LITR 5738: Literature of Space & Exploration


Sample Student Research Review 2004

 Kimberly Dru Keyes
8 March 2004
 

Research Review: “Against Travel Writing”

By Robyn Davidson

 Davidson, Robyn.  “Against Travel Writing.” Granta 72 (Winter 2000), 247-54.

Overview:  Robyn Davidson cleverly initiates the reader into the genre of “the literature of restlessness” or as it is more commonly known, travel writing.  She expertly addresses the following question:  “What is travel writing, and who gets to say so?” While answering this question, Davidson addresses genre, gender, and tourism and their effect on travel writing.

Main Points of Interest:

  1. Davidson believes that the genre of travel writing has been compromised by the fact that there is “no such thing as a disinterested observer,” and the idea that “there is no such thing as a community isolated, spatially or temporally.”
  1. Furthermore, travel writing has become not the essence of one’s travel experiences but the marketable journey that accommodates a “longing for the exotic, in an increasingly homogenized, commercialized and trivialized world.”
  1. Away from the “predictable destinations,” travel literature encompasses a great deal of writing that would not normally be classified as such.  (i.e. “slaves, soldiers, and the victims of war”)  Although one may not readily accept this literature as “travel literature,” these journeys certainly do fit the acceptable definition:  “non-fiction works in which the author moves from point a to point b and tells us something about it.”
  1. The value of the “literature of restlessness” is sociological as well as literary.
  1. The great age of travel literature occurred during the years of Western imperialism (up to 1914). 
  1. Today, travel writing blurs the distinction between “fiction and fact.”  The writer is so interested in entertaining the reader that he sometimes wanders from fact into fiction.  Basically, “Nothing happening out there in travel land?  Make it up!  What could be more postmodern?”
  1. There are several reasons for the decay of travel writing.  The “pre-1914 mind” is a “species lost to time.”  And, Cherry-Garrard’s chronicle of the Scott expedition marks the beginning of the end of the heroic ideal and the classic travel book.
  1. Davidson feels that there is a sort of resurgence for travel books that “create the illusion that there is still an uncontaminated Elsewhere to discover, a place located, indeed, somewhere between ‘fiction and fact.’”
  1. Women vs.
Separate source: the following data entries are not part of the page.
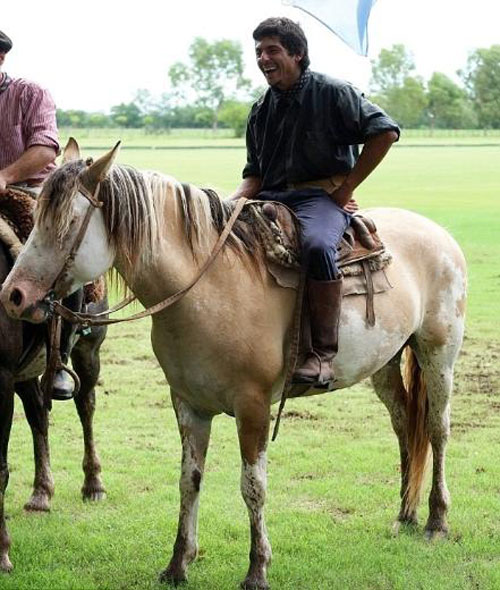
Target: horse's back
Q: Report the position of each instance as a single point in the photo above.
(427, 275)
(434, 271)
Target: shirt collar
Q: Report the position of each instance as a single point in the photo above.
(296, 91)
(4, 82)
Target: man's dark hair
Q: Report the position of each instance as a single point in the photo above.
(290, 34)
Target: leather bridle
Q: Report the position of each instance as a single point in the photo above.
(86, 319)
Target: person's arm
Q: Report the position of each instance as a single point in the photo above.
(248, 188)
(374, 151)
(30, 163)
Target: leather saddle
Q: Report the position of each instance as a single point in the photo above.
(362, 256)
(16, 223)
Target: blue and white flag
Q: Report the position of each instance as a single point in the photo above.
(348, 19)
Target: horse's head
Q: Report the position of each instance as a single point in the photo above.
(68, 246)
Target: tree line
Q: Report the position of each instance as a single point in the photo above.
(210, 91)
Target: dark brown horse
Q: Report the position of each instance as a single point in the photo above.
(85, 357)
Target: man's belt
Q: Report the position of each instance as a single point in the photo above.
(330, 184)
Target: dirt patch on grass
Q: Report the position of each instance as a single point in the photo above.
(478, 369)
(296, 415)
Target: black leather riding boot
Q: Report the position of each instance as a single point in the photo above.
(64, 385)
(325, 298)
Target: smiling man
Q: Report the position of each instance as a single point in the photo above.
(302, 150)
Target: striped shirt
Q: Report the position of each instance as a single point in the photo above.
(27, 118)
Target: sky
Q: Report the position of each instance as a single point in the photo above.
(98, 53)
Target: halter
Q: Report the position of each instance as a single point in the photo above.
(86, 319)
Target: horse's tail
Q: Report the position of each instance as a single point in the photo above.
(417, 408)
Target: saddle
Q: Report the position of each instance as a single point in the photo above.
(17, 206)
(361, 256)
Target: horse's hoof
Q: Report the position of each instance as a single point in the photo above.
(93, 495)
(38, 503)
(254, 584)
(5, 564)
(396, 527)
(435, 534)
(171, 577)
(408, 523)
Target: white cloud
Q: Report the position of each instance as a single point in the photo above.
(98, 53)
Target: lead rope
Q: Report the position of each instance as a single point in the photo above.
(55, 364)
(86, 319)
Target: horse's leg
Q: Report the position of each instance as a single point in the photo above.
(6, 413)
(439, 379)
(388, 384)
(86, 362)
(195, 435)
(38, 419)
(252, 418)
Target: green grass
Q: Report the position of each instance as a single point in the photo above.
(333, 473)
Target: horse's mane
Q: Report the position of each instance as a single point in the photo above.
(134, 209)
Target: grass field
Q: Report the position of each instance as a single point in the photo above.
(333, 473)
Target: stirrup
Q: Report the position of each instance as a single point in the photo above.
(60, 393)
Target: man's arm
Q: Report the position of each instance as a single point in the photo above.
(32, 161)
(374, 150)
(249, 188)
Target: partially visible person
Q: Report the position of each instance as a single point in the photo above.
(29, 144)
(302, 150)
(28, 131)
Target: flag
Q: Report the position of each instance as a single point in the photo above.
(348, 19)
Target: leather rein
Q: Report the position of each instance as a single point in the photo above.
(86, 319)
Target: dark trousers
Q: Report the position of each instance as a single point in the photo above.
(322, 223)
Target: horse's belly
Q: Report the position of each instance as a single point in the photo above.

Men – Is women’s travel writing the same as men’s?  The author believes that gender is only ONE factor in the writer’s perception and the outcome of the piece.
  1. Travel literature will always encourage one’s “desire to escape the real world rather than apprehend it better.”

 

Questions:

1.     How does Davidson’s Tracks conform to her definition of travel writing?  Also, is it possible that her narrative is fictionalized at any point? 

 

2.     Considering Davidson’s frustration with the fact that travel writing often seems to migrate between fact and fiction, do you believe there can ever be “real” travel writing or will it always blur the boundaries of fact and fiction?

 

3.     Do you agree or disagree with Davidson’s categorization of travel writing as embracing literature of slaves, soldiers, and other works that would not normally be classified as such?